I
ILorsqu’on descend, à Rome, de la place de Venise à la place du Peuple, par la longue et belle rue du Corso, qui est l’ancienne voie Flaminienne, après avoir laissé à gauche la colonne Antonine, on trouve, à peu près à moitié chemin, à sa droite, vis-à-vis de ce qui reste d’un arc de Marc-Aurèle, des ruines qui s’étendent vers l’aqueduc de la Vierge et les jardins de Lucullus. Ces ruines formaient, en l’année deux cent soixante de l’ère vulgaire, la septième année du règne de Gallien, un palais faisant face à la voie Flaminienne, et dont la vue s’étendait, de ce côté, sur toute la partie du Champ-de-Mars située entre l’amphithéâtre de Statilius Taurus et le mausolée d’Auguste. Cette partie de Rome était encore, à cette époque, à l’état de faubourg. La muraille d’Aurélien, qui doubla l’enceinte de la ville, et qui y renferma notamment toute cette vaste étendue de terrain qui s’étend de l’île San-Bartholomeo, le long du Tibre, jusqu’à l’extrémité du Champ-de-Mars, n’était pas encore bâtie. La voie Flaminienne aboutissait à l’ancienne muraille de Servius Tullius, par la porte Ratumène, au pied du mont Capitolin, un peu à gauche du tombeau de Bibulus. Les maisons étaient donc à l’aise dans cette partie de Rome, qui n’était point serrée par une ceinture de pierres, et elles s’y entouraient de grands jardins, surtout vers le mont Pincius, au pied duquel se déployaient les jardins de Pompée, les jardins de Lucullus et les jardins de Salluste.

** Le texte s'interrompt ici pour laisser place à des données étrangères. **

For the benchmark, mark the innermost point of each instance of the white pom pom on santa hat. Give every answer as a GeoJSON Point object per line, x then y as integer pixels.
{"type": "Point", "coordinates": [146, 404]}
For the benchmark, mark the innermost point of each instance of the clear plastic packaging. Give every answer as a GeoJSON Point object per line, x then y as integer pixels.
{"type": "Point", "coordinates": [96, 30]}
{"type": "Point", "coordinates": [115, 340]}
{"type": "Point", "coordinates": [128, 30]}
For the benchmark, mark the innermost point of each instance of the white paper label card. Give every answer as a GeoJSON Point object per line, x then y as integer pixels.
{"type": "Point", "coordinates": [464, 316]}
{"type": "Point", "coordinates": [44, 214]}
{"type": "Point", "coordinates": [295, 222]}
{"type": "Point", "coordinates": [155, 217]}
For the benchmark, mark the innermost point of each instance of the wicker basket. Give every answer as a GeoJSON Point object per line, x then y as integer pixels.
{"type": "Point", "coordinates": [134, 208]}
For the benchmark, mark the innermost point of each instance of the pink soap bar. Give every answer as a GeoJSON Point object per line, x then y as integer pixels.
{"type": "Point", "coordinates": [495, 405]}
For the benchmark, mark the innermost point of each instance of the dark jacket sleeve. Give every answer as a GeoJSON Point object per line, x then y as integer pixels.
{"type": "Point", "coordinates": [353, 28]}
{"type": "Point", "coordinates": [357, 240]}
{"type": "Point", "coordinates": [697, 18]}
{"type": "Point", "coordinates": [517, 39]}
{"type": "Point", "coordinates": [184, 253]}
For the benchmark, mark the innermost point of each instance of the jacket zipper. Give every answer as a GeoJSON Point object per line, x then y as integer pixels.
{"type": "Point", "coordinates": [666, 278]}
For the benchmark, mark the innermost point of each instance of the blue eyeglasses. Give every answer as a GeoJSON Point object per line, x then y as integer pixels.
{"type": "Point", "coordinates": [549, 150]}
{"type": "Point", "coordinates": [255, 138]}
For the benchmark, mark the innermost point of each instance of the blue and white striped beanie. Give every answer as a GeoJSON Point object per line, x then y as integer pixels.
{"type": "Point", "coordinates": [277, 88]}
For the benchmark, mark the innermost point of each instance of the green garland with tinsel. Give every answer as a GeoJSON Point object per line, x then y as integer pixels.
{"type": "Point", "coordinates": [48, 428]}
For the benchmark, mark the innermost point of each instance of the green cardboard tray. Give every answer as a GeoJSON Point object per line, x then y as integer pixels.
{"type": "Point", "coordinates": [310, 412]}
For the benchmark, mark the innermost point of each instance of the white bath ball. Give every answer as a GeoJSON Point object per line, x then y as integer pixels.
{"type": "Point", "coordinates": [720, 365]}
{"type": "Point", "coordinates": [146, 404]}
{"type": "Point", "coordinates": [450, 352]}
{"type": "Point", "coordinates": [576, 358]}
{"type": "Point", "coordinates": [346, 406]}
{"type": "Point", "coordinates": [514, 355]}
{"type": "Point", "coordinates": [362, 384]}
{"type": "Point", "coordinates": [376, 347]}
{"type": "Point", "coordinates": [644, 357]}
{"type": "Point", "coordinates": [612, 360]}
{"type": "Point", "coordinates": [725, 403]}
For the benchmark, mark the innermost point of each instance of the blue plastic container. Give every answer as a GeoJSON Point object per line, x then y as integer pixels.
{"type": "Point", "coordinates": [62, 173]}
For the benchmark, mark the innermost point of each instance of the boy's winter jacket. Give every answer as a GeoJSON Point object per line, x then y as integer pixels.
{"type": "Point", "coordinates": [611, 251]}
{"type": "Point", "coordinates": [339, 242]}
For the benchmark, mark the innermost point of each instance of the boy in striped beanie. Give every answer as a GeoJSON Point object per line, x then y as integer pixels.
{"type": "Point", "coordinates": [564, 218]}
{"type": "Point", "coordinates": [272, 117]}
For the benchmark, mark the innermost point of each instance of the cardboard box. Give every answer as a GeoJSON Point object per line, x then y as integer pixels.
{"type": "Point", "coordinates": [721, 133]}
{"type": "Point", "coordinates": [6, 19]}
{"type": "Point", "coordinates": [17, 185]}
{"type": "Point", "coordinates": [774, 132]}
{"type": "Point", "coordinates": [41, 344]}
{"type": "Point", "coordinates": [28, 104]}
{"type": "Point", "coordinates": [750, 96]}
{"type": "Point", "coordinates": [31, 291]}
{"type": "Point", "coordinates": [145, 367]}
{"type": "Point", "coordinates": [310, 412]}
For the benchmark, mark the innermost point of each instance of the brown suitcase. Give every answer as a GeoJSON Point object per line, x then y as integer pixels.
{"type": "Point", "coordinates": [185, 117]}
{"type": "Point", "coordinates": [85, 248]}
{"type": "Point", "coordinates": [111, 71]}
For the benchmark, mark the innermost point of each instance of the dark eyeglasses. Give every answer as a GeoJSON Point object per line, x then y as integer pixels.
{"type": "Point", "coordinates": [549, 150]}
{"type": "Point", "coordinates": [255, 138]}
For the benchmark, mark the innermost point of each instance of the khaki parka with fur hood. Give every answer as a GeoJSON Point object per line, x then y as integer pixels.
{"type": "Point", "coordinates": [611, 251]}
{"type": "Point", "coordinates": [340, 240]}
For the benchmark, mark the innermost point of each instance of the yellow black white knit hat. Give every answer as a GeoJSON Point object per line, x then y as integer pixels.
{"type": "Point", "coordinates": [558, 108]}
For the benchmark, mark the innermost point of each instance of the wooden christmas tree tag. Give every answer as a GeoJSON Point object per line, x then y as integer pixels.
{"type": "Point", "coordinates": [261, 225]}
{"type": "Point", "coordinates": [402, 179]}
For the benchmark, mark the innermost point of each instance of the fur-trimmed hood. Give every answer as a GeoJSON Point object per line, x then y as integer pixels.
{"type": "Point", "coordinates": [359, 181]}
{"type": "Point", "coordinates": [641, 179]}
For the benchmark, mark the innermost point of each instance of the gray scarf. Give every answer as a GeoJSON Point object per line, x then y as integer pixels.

Le palais dont nous parlons était petit et assez simple, quoiqu’il eût été bâti environ cent soixante-cinq ans auparavant, par l’empereur Domitien, pour un singe de Tabraca, qu’il aimait beaucoup. Sa mine franche et candide faisait contraste avec les somptuosités architecturales que les Gordiens étalaient en ce temps-là, dans la voie Prénestine. C’était un corps de logis à deux étages, ayant un portique sur la rue, et un pavillon carré à trois étages, au milieu. Ces portiques, que les Grecs et les Romains affectionnaient beaucoup, étaient des galeries avec des arcades, comme celles de la Place-Royale. Celui du palais de Domitien était supporté par des colonnes d’ordre ionique, avec un entablement horizontal, sans arceaux ; et les nombreuses baies du premier étage étaient de hautes fenêtres à plein cintre, séparées par des colonnes engagées, à chapiteaux corinthiens. Le pavillon, du même goût que le logis, était couronné par une architrave, et au milieu du fronton était sculptée une scène de combat du cirque, où un mirmillon, ayant aux jambes des grèves de cuivre, au bras droit un gantelet articulé, sur la tête un casque d’acier à visière mobile, avec vue, ventail et gorgerin, enfonçait les pointes de son trident dans le poitrail d’une panthère. La porte, à deux battants, ouvrait sur un grand vestibule, et des deux côtés étaient appliqués, le long des pilastres, deux éteignoirs en bronze, sous lesquels les coureurs et les valets de pied mettaient leurs torches, le soir, lorsque des personnages importants venaient, en chaise, rendre quelque visite.
Il se passait visiblement quelque chose d’inusité dans le palais de la voie Flaminienne, un soir du mois de juin de l’année 260, sous le consulat de Junius Donatus et de Publius Cornélius Sécularis. Il était alors habité par une danseuse fort belle et fort renommée, qui avait fait courir toute la ville de Rome aux derniers jeux décennaires, célébrés par Gallien, au théâtre de Marcellus. Danaé, c’était le nom de la danseuse, avait été tout d’abord disputée à la misérable corporation de comédiens qui l’avait achetée, disait-on, au marché des esclaves ; et comme elle n’avait été guère consultée dans le choix de son vainqueur, elle se trouvait la protégée, ou la proie de Son Excellence le seigneur Crispiciole, nain favori de l’empereur, déjà devenu en cette qualité doyen du collège des Augures, intendant des aqueducs et comte gouverneur du palais.
Il se disait parmi les barbiers du mont Quirinal que Son Excellence le comte Crispiciole était désespérément jaloux ; et les cuisiniers de louage, qui stationnaient sur le Forum d’Antonin, racontaient aux étrangers, venus à Rome par curiosité, et qui ne voulaient pas repartir sans avoir mangé du fameux plat pentapharmacum, inventé par l’empereur Ælius Vérus, dans lequel il entrait de la tétine de truie, du faisan, du paon, du jambon glacé et du sanglier, de terribles et de sombres aventures, selon lesquelles l’intendant des aqueducs aurait fort souvent compromis la pureté de l’eau Martia, de l’eau Claudia et de l’eau de la Vierge, par l’infusion indéfiniment prolongée de plusieurs galants, disparus mystérieusement, après avoir rôdé autour du palais de la voie Flaminienne.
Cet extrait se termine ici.